What makes a good plot?

Jeffrey's answer

A good plot is the answer to one question, asked again and again at every level of the book: what happens next?

If your reader asks that question at the end of a sentence, you have a sentence that works. If they ask it at the end of a paragraph, you have a paragraph that works. If they ask it at the end of a chapter — and feel they cannot bear to put the book down — you have a chapter that works. The cliffhanger chapter ending is not a trick. It is the contract between writer and reader. They give you their evening. You give them a reason to turn the page.

I learned this from Alexandre Dumas. The Count of Monte Cristo is the greatest cliffhanger novel in any language. Take any chapter break in that book and look at the last paragraph. Dumas leaves you somewhere you cannot leave. A door is about to open. A name is about to be revealed. A sword is being drawn. He published the book in serial form in a newspaper, and his readers paid by the instalment. He had to make them come back next week. Every chapter ending was, in the most literal sense, a sales pitch.

I applied the same technique in Kane and Abel. The book has eighty-one chapters. Each one ends — I hope — at a moment from which the reader cannot escape without continuing. That structure is what makes a six-hundred-page book feel as if it has been read in three days.

What else makes a good plot? Stakes the reader can feel. A protagonist they want to win. An antagonist they want to lose. Reversals — the moment when what looked like a victory turns out to be a defeat, or the other way round. And, perhaps most underrated of all, an ending that pays off the beginning. The promise made on page one must be paid by the last page.
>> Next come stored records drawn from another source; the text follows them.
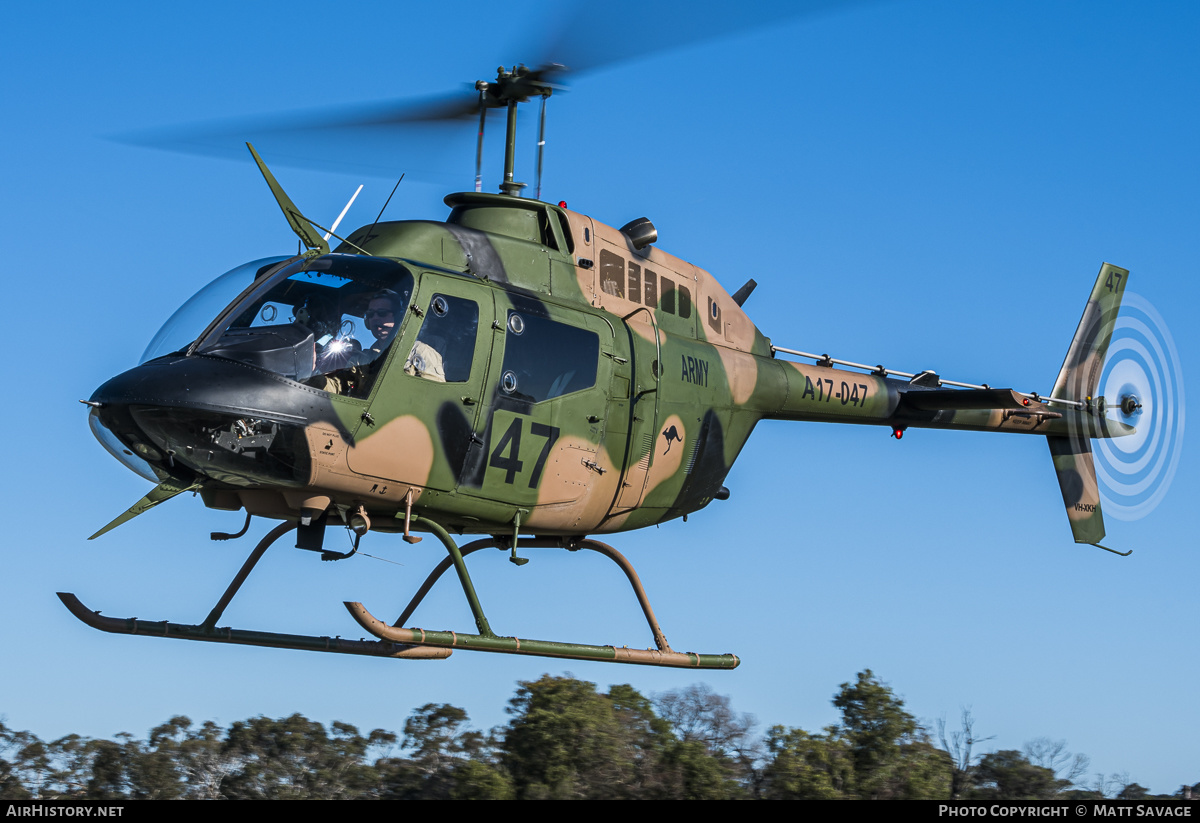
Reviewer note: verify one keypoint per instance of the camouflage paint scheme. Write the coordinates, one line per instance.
(682, 378)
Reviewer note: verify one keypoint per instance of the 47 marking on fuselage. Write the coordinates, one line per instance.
(507, 454)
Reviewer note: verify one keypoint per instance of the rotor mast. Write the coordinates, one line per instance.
(509, 89)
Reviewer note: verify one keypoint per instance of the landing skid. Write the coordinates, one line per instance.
(395, 641)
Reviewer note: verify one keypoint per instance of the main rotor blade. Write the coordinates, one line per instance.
(371, 138)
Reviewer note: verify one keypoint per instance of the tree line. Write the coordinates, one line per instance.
(564, 740)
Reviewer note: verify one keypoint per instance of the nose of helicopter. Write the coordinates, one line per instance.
(210, 418)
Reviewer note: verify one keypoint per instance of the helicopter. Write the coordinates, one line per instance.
(537, 377)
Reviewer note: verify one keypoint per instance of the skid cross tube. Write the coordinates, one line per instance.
(210, 632)
(487, 641)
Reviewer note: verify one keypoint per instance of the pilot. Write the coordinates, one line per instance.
(382, 320)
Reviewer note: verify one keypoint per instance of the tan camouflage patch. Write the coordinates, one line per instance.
(401, 451)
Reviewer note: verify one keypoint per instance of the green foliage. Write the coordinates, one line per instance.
(564, 740)
(808, 767)
(891, 752)
(1008, 775)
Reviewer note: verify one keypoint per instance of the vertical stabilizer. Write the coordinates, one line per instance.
(1079, 380)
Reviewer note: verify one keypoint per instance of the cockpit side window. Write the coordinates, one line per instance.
(445, 346)
(313, 322)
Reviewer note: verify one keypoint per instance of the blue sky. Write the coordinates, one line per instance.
(922, 184)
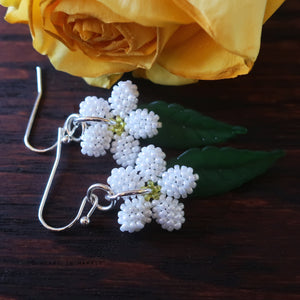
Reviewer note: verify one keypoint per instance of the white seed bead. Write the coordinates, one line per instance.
(134, 214)
(124, 179)
(150, 163)
(168, 212)
(178, 182)
(95, 140)
(95, 107)
(125, 149)
(142, 124)
(123, 98)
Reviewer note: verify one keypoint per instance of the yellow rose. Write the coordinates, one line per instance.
(169, 42)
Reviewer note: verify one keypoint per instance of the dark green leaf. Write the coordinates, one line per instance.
(223, 169)
(185, 128)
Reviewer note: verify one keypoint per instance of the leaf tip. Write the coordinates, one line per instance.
(239, 130)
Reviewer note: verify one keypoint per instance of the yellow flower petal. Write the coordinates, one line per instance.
(272, 6)
(150, 12)
(223, 42)
(17, 11)
(196, 55)
(235, 24)
(105, 81)
(159, 75)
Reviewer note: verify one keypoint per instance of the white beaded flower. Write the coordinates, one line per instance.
(168, 212)
(134, 214)
(127, 124)
(165, 188)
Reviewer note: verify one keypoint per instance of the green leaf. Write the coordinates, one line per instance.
(223, 169)
(186, 128)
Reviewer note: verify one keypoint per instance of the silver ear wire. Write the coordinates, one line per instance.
(33, 114)
(66, 134)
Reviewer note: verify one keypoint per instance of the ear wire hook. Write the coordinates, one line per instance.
(33, 114)
(47, 189)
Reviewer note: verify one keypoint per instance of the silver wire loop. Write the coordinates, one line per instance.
(72, 123)
(33, 114)
(66, 134)
(103, 187)
(48, 186)
(115, 197)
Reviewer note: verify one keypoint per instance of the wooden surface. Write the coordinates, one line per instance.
(240, 245)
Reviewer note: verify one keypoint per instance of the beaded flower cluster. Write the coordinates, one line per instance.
(164, 188)
(127, 124)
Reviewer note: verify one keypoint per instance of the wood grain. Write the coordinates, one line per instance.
(241, 245)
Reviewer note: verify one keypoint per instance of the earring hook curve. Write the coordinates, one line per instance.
(33, 114)
(48, 186)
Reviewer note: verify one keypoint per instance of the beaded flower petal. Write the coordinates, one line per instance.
(164, 188)
(126, 124)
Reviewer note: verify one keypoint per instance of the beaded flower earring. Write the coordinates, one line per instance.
(115, 124)
(150, 189)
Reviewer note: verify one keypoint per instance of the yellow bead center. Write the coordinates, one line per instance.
(155, 191)
(119, 126)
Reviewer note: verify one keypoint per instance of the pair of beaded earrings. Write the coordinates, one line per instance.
(148, 188)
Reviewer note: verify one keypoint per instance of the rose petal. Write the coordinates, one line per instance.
(17, 11)
(105, 81)
(149, 13)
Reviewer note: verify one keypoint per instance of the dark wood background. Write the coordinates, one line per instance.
(240, 245)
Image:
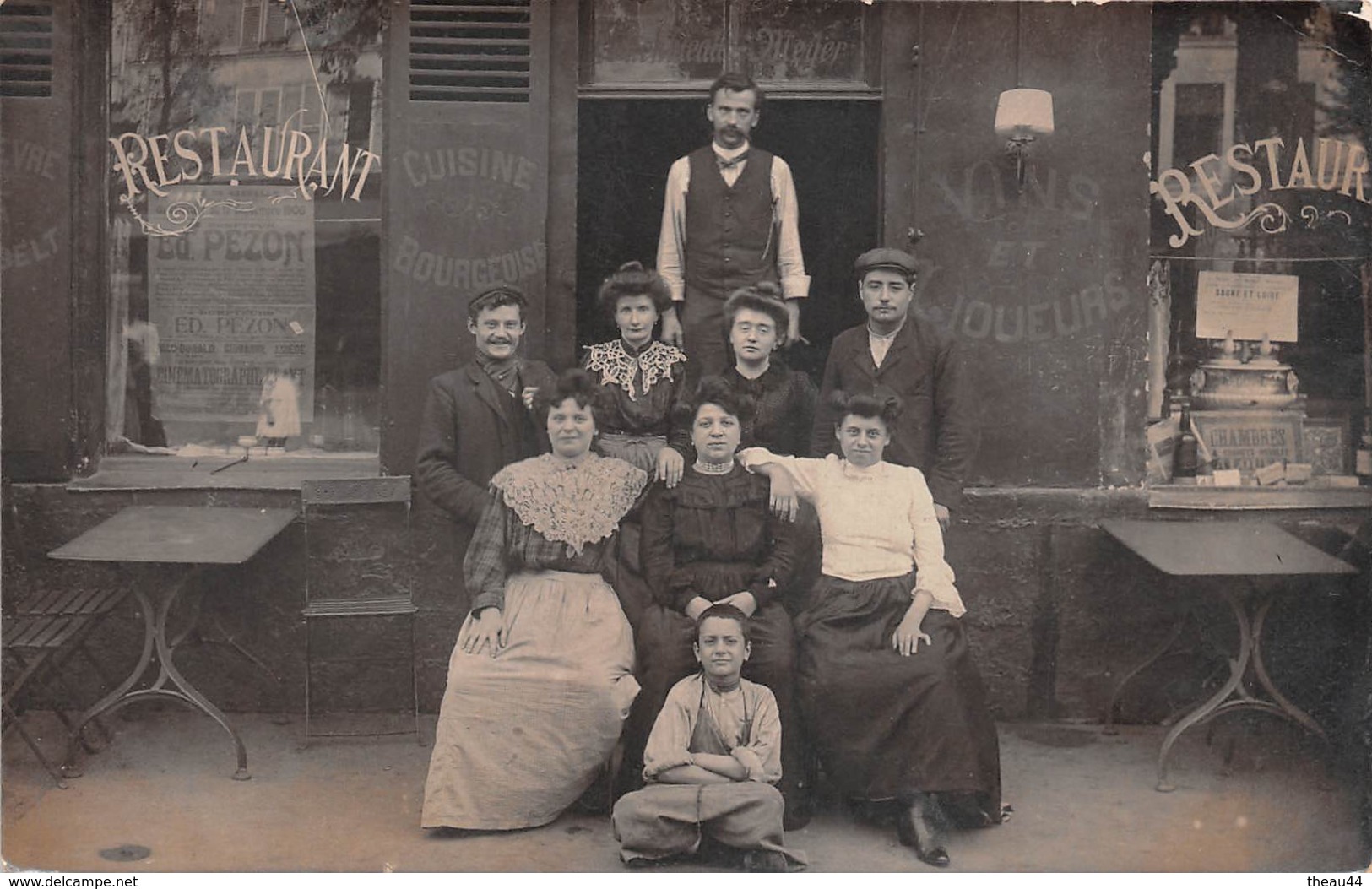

Plot is not what happens. Plot is what makes the reader unable to stop reading what is happening.

A few practical notes

  • Stakes the reader can feel. Not ‘the city will be destroyed’ — that’s abstract. ‘This person will lose this specific thing they love’ — that’s stakes the reader connects to.
  • A protagonist who wants something concrete. Vague desires (find happiness, be a better person) don’t drive plots. Concrete wants (win the case, find the killer, marry the woman) do.
  • Obstacles that escalate. Each obstacle should be harder than the last. If chapter 3’s problem is the same difficulty as chapter 8’s, the plot is flat.
  • A reversal at the midpoint. Around the 50% mark, the protagonist should think they’ve won — and discover they haven’t. Or think they’ve lost — and find a new way.
  • A climax where the protagonist solves it themselves. A cavalry-rescue ending feels cheated. A protagonist who steps up feels earned.
  • The ending pays the beginning. Whatever was promised on page 1 must be delivered by the last page. Breaking the contract loses the reader and the next book.
  • Test it: can you summarise the plot in one sentence? If you can’t, it’s probably too complicated. The classics summarise in one sentence: ‘A man hunts the whale that took his leg.’